1 files changed, 207 insertions, 0 deletions
diff --git a/debian/patches-rt/0258-workqueue-Prevent-deadlock-stall-on-RT.patch b/debian/patches-rt/0258-workqueue-Prevent-deadlock-stall-on-RT.patch
new file mode 100644
index 000000000..10fe17fc0
--- /dev/null
+++ b/debian/patches-rt/0258-workqueue-Prevent-deadlock-stall-on-RT.patch
@@ -0,0 +1,207 @@
+From 95516b448b8dcc30ac9e5fc0e38c1c3d3f8ef930 Mon Sep 17 00:00:00 2001
+From: Thomas Gleixner <tglx@linutronix.de>
+Date: Fri, 27 Jun 2014 16:24:52 +0200
+Subject: [PATCH 258/347] workqueue: Prevent deadlock/stall on RT
+Origin: https://www.kernel.org/pub/linux/kernel/projects/rt/4.19/older/patches-4.19.246-rt110.tar.xz
+
+Austin reported a XFS deadlock/stall on RT where scheduled work gets
+never exececuted and tasks are waiting for each other for ever.
+
+The underlying problem is the modification of the RT code to the
+handling of workers which are about to go to sleep. In mainline a
+worker thread which goes to sleep wakes an idle worker if there is
+more work to do. This happens from the guts of the schedule()

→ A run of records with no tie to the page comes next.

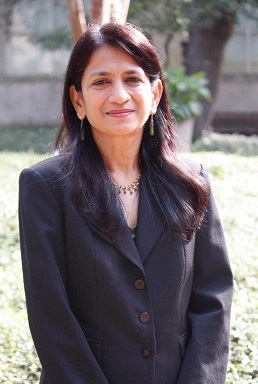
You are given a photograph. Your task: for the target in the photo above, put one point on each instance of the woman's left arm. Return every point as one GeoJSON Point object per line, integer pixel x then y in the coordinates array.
{"type": "Point", "coordinates": [206, 356]}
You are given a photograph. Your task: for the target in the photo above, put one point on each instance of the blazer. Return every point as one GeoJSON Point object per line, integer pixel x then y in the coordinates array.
{"type": "Point", "coordinates": [151, 311]}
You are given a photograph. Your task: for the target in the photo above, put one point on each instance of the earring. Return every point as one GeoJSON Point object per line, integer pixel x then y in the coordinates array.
{"type": "Point", "coordinates": [151, 125]}
{"type": "Point", "coordinates": [82, 131]}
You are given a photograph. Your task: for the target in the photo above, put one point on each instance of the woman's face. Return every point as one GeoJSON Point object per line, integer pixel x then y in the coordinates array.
{"type": "Point", "coordinates": [116, 97]}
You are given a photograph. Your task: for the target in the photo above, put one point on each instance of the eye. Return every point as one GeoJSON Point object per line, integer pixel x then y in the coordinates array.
{"type": "Point", "coordinates": [100, 82]}
{"type": "Point", "coordinates": [133, 79]}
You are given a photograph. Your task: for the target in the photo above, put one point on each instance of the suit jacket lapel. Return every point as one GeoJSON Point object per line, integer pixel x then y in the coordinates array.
{"type": "Point", "coordinates": [126, 246]}
{"type": "Point", "coordinates": [149, 226]}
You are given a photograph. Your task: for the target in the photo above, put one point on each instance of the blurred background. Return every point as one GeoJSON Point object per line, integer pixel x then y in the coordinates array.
{"type": "Point", "coordinates": [209, 51]}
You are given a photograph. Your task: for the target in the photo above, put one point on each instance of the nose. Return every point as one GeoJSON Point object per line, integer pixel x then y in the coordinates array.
{"type": "Point", "coordinates": [119, 93]}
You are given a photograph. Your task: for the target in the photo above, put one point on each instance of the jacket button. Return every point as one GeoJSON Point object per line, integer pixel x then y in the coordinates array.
{"type": "Point", "coordinates": [139, 284]}
{"type": "Point", "coordinates": [146, 352]}
{"type": "Point", "coordinates": [144, 317]}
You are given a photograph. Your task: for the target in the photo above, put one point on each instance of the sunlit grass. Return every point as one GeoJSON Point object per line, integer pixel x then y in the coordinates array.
{"type": "Point", "coordinates": [234, 180]}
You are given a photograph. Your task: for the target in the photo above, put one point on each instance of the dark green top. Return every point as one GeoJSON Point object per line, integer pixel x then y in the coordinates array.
{"type": "Point", "coordinates": [133, 231]}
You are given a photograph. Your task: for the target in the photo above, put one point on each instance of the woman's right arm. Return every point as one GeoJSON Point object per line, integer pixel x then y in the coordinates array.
{"type": "Point", "coordinates": [61, 345]}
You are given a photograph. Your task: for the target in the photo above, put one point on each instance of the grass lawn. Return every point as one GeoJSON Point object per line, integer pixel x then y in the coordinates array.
{"type": "Point", "coordinates": [234, 179]}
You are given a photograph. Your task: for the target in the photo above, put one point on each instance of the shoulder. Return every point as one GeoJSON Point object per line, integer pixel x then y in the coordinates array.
{"type": "Point", "coordinates": [50, 168]}
{"type": "Point", "coordinates": [47, 176]}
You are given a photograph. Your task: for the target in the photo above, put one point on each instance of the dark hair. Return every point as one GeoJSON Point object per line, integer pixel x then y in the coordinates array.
{"type": "Point", "coordinates": [180, 193]}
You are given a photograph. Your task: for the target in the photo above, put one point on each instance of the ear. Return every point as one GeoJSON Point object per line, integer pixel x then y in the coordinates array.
{"type": "Point", "coordinates": [157, 89]}
{"type": "Point", "coordinates": [77, 101]}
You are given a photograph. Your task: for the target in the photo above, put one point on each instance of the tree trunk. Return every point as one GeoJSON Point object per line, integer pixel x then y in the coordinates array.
{"type": "Point", "coordinates": [77, 18]}
{"type": "Point", "coordinates": [204, 52]}
{"type": "Point", "coordinates": [168, 40]}
{"type": "Point", "coordinates": [103, 11]}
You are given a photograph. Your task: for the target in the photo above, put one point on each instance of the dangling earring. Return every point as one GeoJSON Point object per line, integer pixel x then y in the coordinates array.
{"type": "Point", "coordinates": [151, 126]}
{"type": "Point", "coordinates": [82, 131]}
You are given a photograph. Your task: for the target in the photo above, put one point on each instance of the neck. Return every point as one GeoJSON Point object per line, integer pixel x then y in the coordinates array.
{"type": "Point", "coordinates": [120, 155]}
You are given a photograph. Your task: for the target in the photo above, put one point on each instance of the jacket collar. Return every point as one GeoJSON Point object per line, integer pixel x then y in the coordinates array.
{"type": "Point", "coordinates": [149, 229]}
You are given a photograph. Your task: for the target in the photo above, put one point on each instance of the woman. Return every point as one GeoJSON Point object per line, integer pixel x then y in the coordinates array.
{"type": "Point", "coordinates": [125, 267]}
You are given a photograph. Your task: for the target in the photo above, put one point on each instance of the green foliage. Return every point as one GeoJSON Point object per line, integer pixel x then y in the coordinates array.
{"type": "Point", "coordinates": [172, 16]}
{"type": "Point", "coordinates": [58, 39]}
{"type": "Point", "coordinates": [234, 179]}
{"type": "Point", "coordinates": [237, 144]}
{"type": "Point", "coordinates": [186, 93]}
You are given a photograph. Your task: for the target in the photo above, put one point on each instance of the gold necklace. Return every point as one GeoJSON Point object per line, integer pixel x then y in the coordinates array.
{"type": "Point", "coordinates": [133, 187]}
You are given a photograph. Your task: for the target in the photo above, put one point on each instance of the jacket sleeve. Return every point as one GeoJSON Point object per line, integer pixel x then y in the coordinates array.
{"type": "Point", "coordinates": [62, 348]}
{"type": "Point", "coordinates": [206, 355]}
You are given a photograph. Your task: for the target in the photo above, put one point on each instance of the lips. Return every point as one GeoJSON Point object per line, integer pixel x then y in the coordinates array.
{"type": "Point", "coordinates": [120, 112]}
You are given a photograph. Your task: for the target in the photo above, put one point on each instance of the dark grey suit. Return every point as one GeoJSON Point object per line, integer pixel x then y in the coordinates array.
{"type": "Point", "coordinates": [151, 312]}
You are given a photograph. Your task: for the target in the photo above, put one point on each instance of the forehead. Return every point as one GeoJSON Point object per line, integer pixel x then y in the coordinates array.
{"type": "Point", "coordinates": [108, 59]}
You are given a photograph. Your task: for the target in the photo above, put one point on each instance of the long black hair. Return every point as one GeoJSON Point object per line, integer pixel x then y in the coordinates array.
{"type": "Point", "coordinates": [181, 194]}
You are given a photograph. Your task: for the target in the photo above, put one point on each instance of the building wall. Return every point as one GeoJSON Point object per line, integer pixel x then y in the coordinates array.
{"type": "Point", "coordinates": [31, 77]}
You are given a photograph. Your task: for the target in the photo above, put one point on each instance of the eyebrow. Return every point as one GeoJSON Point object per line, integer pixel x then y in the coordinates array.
{"type": "Point", "coordinates": [105, 73]}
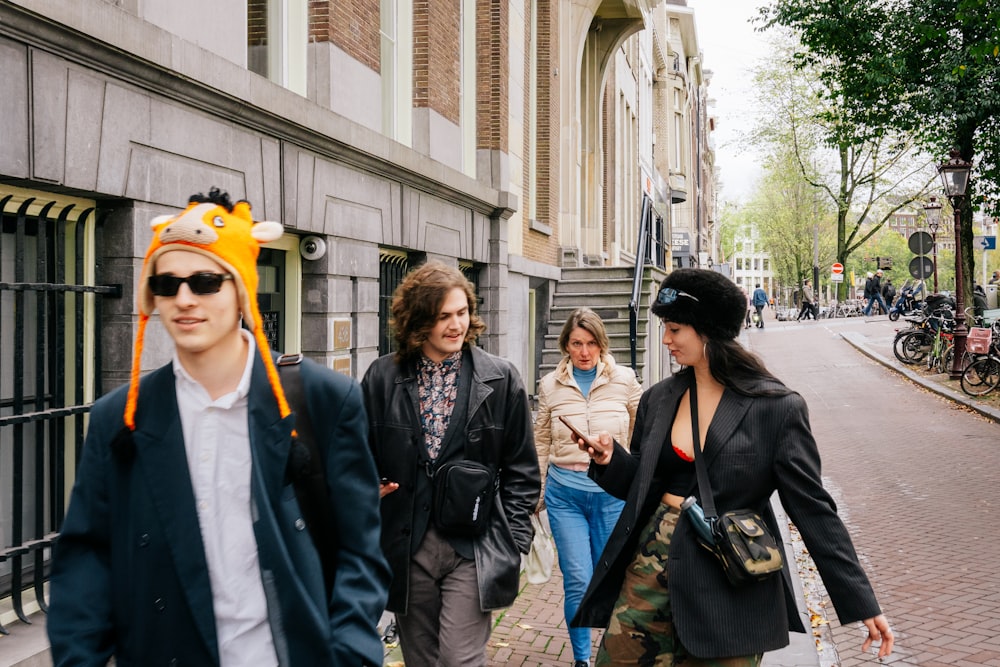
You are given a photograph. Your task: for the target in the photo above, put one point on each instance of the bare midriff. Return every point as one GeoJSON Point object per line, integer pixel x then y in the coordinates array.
{"type": "Point", "coordinates": [672, 499]}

+function. On RT this must be outside and the accessed data structures
+are not protected against scheduling due to the spinlock to rtmutex
+conversion. So the naive solution to this was to move the code outside
+of the scheduler and protect the data structures by the pool
+lock. That approach turned out to be a little naive as we cannot call
+into that code when the thread blocks on a lock, as it is not allowed
+to block on two locks in parallel. So we dont call into the worker
+wakeup magic when the worker is blocked on a lock, which causes the
+deadlock/stall observed by Austin and Mike.
+
+Looking deeper into that worker code it turns out that the only
+relevant data structure which needs to be protected is the list of
+idle workers which can be woken up.
+
+So the solution is to protect the list manipulation operations with
+preempt_enable/disable pairs on RT and call unconditionally into the
+worker code even when the worker is blocked on a lock. The preemption
+protection is safe as there is nothing which can fiddle with the list
+outside of thread context.
+
+Reported-and_tested-by: Austin Schuh <austin@peloton-tech.com>
+Reported-and_tested-by: Mike Galbraith <umgwanakikbuti@gmail.com>
+Signed-off-by: Thomas Gleixner <tglx@linutronix.de>
+Link: http://vger.kernel.org/r/alpine.DEB.2.10.1406271249510.5170@nanos
+Cc: Richard Weinberger <richard.weinberger@gmail.com>
+Cc: Steven Rostedt <rostedt@goodmis.org>
+---
+ kernel/sched/core.c |  6 +++--
+ kernel/workqueue.c  | 60 +++++++++++++++++++++++++++++++++++----------
+ 2 files changed, 51 insertions(+), 15 deletions(-)
+
+diff --git a/kernel/sched/core.c b/kernel/sched/core.c
+index 0995748a3a1d..feaf4d5683af 100644
+--- a/kernel/sched/core.c
++++ b/kernel/sched/core.c
+@@ -3615,9 +3615,8 @@ void __noreturn do_task_dead(void)
+ 
+ static inline void sched_submit_work(struct task_struct *tsk)
+ {
+-	if (!tsk->state || tsk_is_pi_blocked(tsk))
++	if (!tsk->state)
+ 		return;
+-
+ 	/*
+ 	 * If a worker went to sleep, notify and ask workqueue whether
+ 	 * it wants to wake up a task to maintain concurrency.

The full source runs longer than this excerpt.